Spatial & Mathematical Logic: Tests the understanding of geometric theorems, spatial imagination, and the ability to construct auxiliary lines. It assesses logic, spatial thinking, and the application of geometric knowledge to solve proofs and problems.

Algebraic Reasoning

Symbolic Computation: Focuses on solving elementary algebra problems (e.g., inequalities, sequence formulas) and mathematical proofs. It evaluates the agent's ability to perform algebraic transformations, apply theorems, and learn reasoning strategies from small samples.

Structured Reasoning

Self-Correction & Reflection: Measures the ability to analyze information, reflect on self-behavior, and correct errors. It specifically tests "Chain of Thought" reasoning and the capacity to generate self-reflections to fix mistakes in complex logical tasks without retraining.

Intuitive Physics

Physical World Understanding: Assesses the agent's understanding of physical laws (collision, blocking, permanence, continuity). It evaluates prediction (what happens next), hypothesis (inferring hidden states), and explanation (why an event occurred) regarding physical interactions.

Social Intelligence

Theory of Mind (ToM): Tests "reading the room" or Cha Yan Guan Se (察言观色). It evaluates the ability to infer mental states (beliefs, intents, desires, emotions) and social causal relationships from social cues and interactions in video or text scenarios.

Value Alignment

Ethics & Norms: Evaluates the agent's value orientation and comprehension. It tests alignment with human values, psychological traits, and social norms across different levels, ensuring the agent understands and acts according to ethical standards.

Key Advantages

Deep exploration, precise evaluation of high-level intelligence.

Targeted Problem Solving

Focus on Specific Utility: Unlike General Testing, this testing acknowledges that agents don't always need to be "generalists." It validates high-performance capabilities in specific domains (like AlphaGo) that are crucial for practical production and life scenarios.

Cognitive Depth

Beyond Surface Perception: The evaluation goes deeper than simple output generation.

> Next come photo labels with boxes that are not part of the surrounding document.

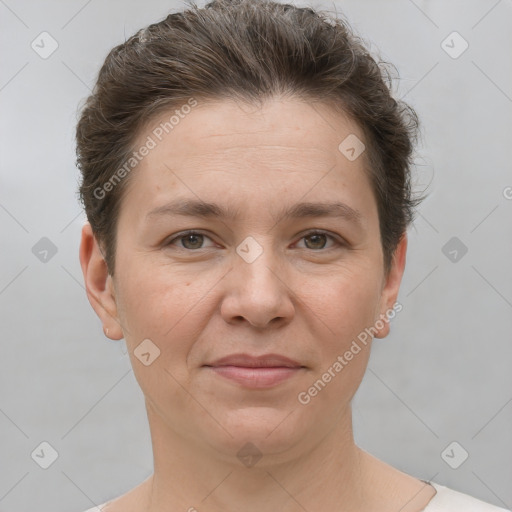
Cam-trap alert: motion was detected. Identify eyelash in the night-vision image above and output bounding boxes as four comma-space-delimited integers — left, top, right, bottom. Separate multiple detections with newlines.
164, 229, 345, 252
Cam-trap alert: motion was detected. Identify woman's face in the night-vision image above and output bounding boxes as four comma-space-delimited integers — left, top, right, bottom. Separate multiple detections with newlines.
81, 99, 406, 464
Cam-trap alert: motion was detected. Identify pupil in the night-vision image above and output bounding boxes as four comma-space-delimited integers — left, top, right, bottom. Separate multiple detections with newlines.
306, 234, 325, 249
183, 235, 203, 249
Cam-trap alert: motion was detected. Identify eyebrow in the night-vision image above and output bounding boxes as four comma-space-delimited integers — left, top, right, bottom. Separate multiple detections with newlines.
146, 199, 363, 224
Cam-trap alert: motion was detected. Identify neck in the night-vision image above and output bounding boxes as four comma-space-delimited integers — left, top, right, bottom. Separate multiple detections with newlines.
147, 405, 368, 512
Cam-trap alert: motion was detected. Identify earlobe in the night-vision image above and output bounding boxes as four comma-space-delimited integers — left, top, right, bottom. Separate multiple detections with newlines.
80, 222, 124, 340
375, 233, 407, 338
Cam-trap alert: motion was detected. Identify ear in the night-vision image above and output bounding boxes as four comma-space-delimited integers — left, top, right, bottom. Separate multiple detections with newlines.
375, 233, 407, 338
80, 222, 124, 340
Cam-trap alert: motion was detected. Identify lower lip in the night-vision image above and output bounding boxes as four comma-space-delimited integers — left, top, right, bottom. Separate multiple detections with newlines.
205, 366, 302, 388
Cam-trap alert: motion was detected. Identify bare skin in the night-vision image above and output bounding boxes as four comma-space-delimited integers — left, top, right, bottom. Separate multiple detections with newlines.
80, 98, 435, 512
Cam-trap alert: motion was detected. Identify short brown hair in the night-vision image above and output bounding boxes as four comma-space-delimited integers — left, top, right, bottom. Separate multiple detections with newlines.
76, 0, 421, 275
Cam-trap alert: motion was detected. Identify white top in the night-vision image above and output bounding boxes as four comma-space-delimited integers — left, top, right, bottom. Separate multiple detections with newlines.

It tests deep cognitive functions like "fluid intelligence" (abstract reasoning), "spatial imagination" (geometry), and "mathematical intuition" (algebra), pushing the boundaries of machine intelligence.

Self-Evolution Mechanism

Dynamic Error Correction: Through "Structured Reasoning" testing, the framework emphasizes the agent's ability to reflect and self-correct. This ensures the model can improve its reasoning paths and fix logic errors without the need for expensive retraining.

Human-Like Cognition

Developmental Benchmarking: Tests like "Intuitive Physics" and "Social Intelligence" compare AI performance against human developmental milestones (e.g., infant physical understanding, social causality), revealing gaps between current AI and human-level cognition.

Value-Driven Assessment

Psychological & Ethical Rigor: The inclusion of ValueBench integrates professional psychological measurement scales. It moves beyond simple safety checks to a comprehensive evaluation of the agent's internal value system, personality traits, and alignment with complex human social norms.

Multi-Modal Complexity

Cross-Modal Reasoning: The tests require processing diverse inputs—visual (geometry, physical videos), symbolic (algebra), and social (interaction videos)—ensuring the agent can handle complex, multi-modal information streams rather than just text.

Methodology & Benchmarks

Methods and benchmark suites that probe advanced reasoning and specialized intelligence.

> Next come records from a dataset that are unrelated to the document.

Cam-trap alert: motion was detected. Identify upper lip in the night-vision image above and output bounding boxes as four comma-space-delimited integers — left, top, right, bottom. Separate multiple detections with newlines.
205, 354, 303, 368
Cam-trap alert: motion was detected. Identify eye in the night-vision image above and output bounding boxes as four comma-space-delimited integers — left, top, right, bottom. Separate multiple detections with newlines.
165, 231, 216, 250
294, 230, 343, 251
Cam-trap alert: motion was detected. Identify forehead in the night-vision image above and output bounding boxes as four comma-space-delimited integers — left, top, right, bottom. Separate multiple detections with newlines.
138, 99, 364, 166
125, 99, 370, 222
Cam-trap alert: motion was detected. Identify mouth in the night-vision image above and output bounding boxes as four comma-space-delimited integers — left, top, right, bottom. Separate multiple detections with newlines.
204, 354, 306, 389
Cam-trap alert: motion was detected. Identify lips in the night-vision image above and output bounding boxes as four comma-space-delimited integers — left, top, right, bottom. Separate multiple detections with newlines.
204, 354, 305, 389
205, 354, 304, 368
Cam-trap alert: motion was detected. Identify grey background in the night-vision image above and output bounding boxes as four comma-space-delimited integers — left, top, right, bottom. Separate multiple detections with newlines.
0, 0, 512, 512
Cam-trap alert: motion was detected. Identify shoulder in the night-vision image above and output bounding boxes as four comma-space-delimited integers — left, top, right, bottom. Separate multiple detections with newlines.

$OneMillion-Bench: How Far are Language Agents from Human Experts?

$OneMillion-Bench: How Far are Language Agents from Human Experts?

Qianyu Yang, Yang Liu, Jiaqi Li, et al.

As language models evolve from chat assistants to long-horizon agents capable of multi-step reasoning and tool use, existing benchmarks remain largely confined to structured or exam-style tasks that fall short of real-world professional demands. $OneMillion-Bench, also called $1M-Bench, introduces 400 expert-curated tasks spanning Law, Finance, Industry, Healthcare, and Natural Science to evaluate agents in economically consequential scenarios. The benchmark requires retrieving authoritative sources, resolving conflicting evidence, applying domain-specific rules, and making constrained decisions, where correctness depends on both the reasoning process and the final answer. Its rubric-based protocol scores factual accuracy, logical coherence, practical feasibility, and professional compliance, providing a unified testbed for assessing agentic reliability, professional depth, and practical readiness for industry digital workers.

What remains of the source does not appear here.